Mas a letra de música feita previamente à música uma vez que se dirige ao acabamento, não de si, mas da canção, e entretanto não conta ainda com a parte (a música) junto à qual, através das operações do para recíproco, formaria a totalidade da canção, não possui em seu processo de escrita nenhum critério confiável que possa assegurar o seu estar-pronta.
Como escrever uma letra para algo que todavia não há (ainda)? Aí começam as agruras: tenta-se adivinhar o que pode ser “musicável”, recusa-se o acabamento estrutural (isso seria escrever um poema), procura-se manter um certo estado de indefinição estrutural (pois caberá à música completar essa estrutura), sem contudo saber em que medida, pois o que daria a medida não há.
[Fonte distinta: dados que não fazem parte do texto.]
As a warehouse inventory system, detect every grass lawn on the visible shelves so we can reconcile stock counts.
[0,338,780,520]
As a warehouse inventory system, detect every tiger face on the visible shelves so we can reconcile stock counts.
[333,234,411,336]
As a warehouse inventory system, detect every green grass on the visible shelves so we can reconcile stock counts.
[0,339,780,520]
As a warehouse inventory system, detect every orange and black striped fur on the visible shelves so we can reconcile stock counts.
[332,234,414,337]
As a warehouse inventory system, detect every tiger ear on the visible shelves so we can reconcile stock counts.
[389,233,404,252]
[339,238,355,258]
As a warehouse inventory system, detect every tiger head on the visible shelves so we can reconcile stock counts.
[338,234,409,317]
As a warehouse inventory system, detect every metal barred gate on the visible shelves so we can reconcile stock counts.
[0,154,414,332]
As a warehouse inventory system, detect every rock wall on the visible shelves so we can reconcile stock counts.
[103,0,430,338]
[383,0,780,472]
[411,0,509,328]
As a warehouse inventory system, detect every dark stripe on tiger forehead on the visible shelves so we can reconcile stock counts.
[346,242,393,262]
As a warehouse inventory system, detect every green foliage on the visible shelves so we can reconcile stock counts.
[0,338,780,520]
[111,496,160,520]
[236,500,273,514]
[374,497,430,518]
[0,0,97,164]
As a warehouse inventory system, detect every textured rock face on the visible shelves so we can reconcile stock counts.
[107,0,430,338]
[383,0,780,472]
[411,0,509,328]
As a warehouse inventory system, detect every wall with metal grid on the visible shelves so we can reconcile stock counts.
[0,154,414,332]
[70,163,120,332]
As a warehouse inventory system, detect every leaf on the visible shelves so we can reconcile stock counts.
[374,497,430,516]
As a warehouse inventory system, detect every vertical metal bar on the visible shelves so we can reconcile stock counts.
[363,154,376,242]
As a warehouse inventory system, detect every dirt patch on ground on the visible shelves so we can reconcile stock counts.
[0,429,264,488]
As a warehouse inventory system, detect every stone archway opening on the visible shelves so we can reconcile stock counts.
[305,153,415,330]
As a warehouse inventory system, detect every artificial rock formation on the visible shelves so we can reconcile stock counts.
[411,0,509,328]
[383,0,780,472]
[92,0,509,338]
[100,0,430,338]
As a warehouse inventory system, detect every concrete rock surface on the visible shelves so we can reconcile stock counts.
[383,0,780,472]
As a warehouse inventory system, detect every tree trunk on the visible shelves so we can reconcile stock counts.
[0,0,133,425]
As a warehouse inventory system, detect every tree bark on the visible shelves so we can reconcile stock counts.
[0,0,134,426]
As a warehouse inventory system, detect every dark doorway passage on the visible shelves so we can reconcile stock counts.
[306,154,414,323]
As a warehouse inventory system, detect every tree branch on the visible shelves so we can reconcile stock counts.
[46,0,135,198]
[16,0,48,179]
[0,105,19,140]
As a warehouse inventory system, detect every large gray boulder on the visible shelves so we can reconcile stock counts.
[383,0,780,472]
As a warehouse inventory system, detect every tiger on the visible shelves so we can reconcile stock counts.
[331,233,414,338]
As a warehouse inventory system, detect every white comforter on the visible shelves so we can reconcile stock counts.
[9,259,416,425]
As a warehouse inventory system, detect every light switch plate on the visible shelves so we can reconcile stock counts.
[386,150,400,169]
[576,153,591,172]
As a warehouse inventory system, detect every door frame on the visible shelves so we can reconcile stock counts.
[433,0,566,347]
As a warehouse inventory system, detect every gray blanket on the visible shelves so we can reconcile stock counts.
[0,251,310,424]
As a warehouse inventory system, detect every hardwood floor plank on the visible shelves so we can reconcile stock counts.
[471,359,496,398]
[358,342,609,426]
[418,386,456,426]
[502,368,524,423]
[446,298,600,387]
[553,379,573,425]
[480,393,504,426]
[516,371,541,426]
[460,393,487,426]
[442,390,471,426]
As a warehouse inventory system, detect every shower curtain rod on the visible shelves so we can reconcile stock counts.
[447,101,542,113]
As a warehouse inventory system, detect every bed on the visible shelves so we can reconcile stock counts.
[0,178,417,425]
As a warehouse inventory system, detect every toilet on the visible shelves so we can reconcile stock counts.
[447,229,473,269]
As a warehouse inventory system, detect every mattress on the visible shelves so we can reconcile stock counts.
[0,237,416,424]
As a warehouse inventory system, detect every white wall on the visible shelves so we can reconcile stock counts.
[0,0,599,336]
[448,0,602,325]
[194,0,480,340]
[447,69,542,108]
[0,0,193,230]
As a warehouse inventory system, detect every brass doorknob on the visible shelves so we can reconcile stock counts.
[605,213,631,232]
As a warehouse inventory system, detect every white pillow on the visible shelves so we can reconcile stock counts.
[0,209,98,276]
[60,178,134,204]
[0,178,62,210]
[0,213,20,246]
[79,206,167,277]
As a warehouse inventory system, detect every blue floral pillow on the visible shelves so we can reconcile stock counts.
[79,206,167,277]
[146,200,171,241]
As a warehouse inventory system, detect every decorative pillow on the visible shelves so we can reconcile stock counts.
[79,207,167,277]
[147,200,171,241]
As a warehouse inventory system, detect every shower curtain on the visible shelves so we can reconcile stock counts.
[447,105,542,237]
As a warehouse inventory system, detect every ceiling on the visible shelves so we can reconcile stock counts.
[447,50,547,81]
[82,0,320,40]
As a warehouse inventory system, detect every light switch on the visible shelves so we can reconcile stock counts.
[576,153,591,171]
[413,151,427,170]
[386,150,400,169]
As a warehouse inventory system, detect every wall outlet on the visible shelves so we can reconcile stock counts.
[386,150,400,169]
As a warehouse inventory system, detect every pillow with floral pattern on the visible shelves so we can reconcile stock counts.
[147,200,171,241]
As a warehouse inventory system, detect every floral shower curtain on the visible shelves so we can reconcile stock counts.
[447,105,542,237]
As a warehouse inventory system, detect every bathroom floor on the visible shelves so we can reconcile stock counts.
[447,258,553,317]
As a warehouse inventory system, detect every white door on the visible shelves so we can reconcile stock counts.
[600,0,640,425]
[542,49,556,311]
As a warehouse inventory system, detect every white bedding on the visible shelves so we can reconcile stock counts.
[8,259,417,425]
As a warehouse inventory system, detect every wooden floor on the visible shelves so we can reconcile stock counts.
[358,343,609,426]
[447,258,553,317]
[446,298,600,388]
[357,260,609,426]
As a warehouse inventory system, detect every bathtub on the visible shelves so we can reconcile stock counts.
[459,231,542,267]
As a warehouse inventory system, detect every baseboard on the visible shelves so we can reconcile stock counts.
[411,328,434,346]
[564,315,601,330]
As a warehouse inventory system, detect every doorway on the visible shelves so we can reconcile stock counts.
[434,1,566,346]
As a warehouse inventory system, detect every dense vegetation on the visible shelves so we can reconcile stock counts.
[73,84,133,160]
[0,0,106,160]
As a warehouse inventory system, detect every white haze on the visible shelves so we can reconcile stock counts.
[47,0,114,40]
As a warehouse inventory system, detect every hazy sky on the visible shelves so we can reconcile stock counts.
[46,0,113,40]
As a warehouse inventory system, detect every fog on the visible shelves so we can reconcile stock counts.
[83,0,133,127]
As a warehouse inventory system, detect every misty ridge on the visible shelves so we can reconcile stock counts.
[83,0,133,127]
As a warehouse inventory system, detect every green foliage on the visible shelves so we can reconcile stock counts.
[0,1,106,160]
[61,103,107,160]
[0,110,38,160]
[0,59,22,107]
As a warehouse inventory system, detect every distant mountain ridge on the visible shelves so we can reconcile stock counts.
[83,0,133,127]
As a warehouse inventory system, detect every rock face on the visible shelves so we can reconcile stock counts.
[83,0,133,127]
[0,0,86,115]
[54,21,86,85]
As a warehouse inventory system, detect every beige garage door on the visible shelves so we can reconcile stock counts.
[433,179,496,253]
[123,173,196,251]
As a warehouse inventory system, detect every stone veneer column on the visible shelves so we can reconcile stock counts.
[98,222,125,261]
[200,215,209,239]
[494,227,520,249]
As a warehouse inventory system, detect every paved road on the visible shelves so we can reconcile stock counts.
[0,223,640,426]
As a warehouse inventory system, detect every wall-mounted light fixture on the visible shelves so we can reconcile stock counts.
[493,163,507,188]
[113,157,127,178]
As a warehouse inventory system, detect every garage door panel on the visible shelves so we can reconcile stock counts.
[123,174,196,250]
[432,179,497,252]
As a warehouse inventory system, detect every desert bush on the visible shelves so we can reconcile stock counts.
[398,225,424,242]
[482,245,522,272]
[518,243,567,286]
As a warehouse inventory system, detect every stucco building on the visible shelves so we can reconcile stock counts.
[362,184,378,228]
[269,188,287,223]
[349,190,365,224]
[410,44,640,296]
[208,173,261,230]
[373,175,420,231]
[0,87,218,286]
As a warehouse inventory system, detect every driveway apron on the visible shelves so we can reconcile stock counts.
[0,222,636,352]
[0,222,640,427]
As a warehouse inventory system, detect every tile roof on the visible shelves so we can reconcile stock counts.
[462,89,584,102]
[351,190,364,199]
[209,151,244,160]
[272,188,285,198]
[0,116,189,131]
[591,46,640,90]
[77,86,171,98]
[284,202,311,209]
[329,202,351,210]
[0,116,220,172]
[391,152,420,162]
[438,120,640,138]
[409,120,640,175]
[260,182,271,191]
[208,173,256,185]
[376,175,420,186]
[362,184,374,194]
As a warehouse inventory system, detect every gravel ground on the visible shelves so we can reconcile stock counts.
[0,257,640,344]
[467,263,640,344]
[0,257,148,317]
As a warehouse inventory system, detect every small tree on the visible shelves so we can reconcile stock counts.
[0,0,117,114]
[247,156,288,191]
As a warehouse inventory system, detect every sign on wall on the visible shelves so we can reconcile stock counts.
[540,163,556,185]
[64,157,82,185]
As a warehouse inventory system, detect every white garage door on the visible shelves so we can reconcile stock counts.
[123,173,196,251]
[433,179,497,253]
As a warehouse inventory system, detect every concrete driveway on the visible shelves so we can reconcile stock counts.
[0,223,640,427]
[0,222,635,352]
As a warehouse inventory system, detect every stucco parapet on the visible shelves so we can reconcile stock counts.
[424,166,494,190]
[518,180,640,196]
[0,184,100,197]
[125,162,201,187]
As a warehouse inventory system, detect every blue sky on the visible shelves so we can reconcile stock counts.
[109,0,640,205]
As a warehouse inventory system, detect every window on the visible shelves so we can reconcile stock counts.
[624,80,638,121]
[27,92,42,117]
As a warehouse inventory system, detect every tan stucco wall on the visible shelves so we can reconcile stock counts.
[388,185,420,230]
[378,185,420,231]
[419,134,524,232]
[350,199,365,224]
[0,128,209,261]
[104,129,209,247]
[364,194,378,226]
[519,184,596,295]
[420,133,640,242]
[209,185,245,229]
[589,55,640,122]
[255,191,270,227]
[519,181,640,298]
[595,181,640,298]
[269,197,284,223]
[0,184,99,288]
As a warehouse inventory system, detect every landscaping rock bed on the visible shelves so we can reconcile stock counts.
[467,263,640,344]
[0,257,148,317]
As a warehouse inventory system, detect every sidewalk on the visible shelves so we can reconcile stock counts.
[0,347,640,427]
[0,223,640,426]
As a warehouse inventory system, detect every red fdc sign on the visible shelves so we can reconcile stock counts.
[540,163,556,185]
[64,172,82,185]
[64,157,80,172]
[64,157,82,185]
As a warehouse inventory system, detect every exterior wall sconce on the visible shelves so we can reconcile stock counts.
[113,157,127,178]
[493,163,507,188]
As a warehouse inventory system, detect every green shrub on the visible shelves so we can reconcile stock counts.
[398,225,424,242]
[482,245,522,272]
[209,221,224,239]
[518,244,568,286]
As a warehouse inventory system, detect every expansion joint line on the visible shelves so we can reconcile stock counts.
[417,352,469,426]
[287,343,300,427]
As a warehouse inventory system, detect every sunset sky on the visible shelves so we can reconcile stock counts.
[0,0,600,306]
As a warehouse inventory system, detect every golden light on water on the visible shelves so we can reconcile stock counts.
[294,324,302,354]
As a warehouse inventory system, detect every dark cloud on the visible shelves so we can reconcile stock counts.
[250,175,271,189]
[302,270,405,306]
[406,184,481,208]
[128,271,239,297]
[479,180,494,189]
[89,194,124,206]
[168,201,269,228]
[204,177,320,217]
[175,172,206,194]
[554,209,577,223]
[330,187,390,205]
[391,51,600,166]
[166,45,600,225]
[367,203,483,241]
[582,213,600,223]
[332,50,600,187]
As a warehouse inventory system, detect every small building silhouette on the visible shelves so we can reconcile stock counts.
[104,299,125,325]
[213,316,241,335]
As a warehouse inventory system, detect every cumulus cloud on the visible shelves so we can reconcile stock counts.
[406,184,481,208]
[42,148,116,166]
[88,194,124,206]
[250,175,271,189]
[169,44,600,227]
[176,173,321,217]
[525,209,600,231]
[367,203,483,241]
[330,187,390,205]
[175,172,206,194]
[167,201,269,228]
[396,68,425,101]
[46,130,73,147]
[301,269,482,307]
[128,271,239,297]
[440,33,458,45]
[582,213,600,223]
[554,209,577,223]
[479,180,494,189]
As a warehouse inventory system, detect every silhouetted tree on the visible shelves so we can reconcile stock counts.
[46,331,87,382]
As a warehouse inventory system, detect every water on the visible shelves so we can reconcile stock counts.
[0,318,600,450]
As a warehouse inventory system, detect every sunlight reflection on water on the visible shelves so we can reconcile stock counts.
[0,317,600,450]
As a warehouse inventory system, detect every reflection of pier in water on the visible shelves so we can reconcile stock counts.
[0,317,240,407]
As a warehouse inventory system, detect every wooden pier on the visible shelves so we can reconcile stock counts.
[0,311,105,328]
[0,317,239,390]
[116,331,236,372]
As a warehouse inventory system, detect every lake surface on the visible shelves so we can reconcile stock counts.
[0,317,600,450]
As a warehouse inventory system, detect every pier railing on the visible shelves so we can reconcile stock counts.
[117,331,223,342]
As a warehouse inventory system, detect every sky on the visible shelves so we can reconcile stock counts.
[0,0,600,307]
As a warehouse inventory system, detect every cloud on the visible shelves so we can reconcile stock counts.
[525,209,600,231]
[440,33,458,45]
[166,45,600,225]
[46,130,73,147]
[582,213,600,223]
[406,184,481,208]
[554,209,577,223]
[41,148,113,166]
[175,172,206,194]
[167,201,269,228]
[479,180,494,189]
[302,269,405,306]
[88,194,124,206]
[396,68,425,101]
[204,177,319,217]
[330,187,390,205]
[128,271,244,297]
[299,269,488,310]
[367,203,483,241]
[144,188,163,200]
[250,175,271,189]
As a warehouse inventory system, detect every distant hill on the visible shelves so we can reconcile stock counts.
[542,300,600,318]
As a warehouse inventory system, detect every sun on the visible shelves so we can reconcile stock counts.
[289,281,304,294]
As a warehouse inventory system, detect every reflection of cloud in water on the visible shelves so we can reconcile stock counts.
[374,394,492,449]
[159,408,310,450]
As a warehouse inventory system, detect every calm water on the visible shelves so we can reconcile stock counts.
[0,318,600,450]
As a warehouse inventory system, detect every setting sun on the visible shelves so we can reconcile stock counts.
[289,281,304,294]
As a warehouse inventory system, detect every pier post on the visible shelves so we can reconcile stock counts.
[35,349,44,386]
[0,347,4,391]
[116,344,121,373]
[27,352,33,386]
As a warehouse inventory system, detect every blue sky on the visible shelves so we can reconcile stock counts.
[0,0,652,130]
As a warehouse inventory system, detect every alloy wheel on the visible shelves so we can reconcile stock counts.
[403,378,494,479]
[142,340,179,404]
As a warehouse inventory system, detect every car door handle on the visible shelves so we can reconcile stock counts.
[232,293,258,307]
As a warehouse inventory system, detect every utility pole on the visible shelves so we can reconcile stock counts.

Em geral o que acaba operando como critério de orientação para a escrita desse gênero absurdo que é a letra de música antes da música é algo da ordem de uma economia restritiva: julga-se estar escrevendo uma letra quando se utiliza de maior redundância, sintaxe mais direta, menor densidade semântica, tomando essas características como propiciadoras daquela indeterminação estrutural que visa à sua locupletação pela música. Se tal estratégia tem lá a sua pertinência teórica e histórica (funda-se numa compreensão correta da heterotelia da canção e num conhecimento das formas mais habituais da tradição cancional brasileira), incorre entretanto no impasse efetivo de escrever mirando num ponto que não existe. Talvez seja nesse contexto que se deva compreender a declaração de método de Chico Buarque: “Eu faço a letra para a música que já existe.
Então muitas vezes eu faço isso comigo mesmo. Quer dizer, a música fica pronta, não aparece nada, não aparece nenhuma ideia de letra num primeiro momento; mais tarde eu vou preencher aquelas notas. De qualquer forma, a letra nunca é anterior à música.” Pois tão logo alguém se lança nesse estrambótico gênero, ou desiste rapidamente, ou chega a um fim que não termina, que não se declara, que não nos liberta da escrita, que paradoxalmente se adia: um fim que, findo, contudo se prolonga, votando-se à música que pode ou não efetivar seu fim como fim estético: acabamento, definição, pôr-se de pé. Se, como escreve o poeta Armando Freitas Filho, “um poema termina com um corte brusco de luz”, uma “letra1” sem música é escrita sob um céu cinza pálido que não admite contrastes.
Daí o mal-estar incontornável desse gênero: sente-se que afinal escreveu-se pouco, em sentido obviamente não quantitativo — algo como uma ejaculação precoce ou um coito interrompido: trata-se de um gênero que proíbe o gozo.
Ou que pelo menos o situa num lugar incerto e longínquo: a canção, uma vez surgida através da música que se sobrepôs à letra.
Mas aí o absurdo se estende e se agrava: é como um gozo exterior a seu corpo, que se consumou in absentia.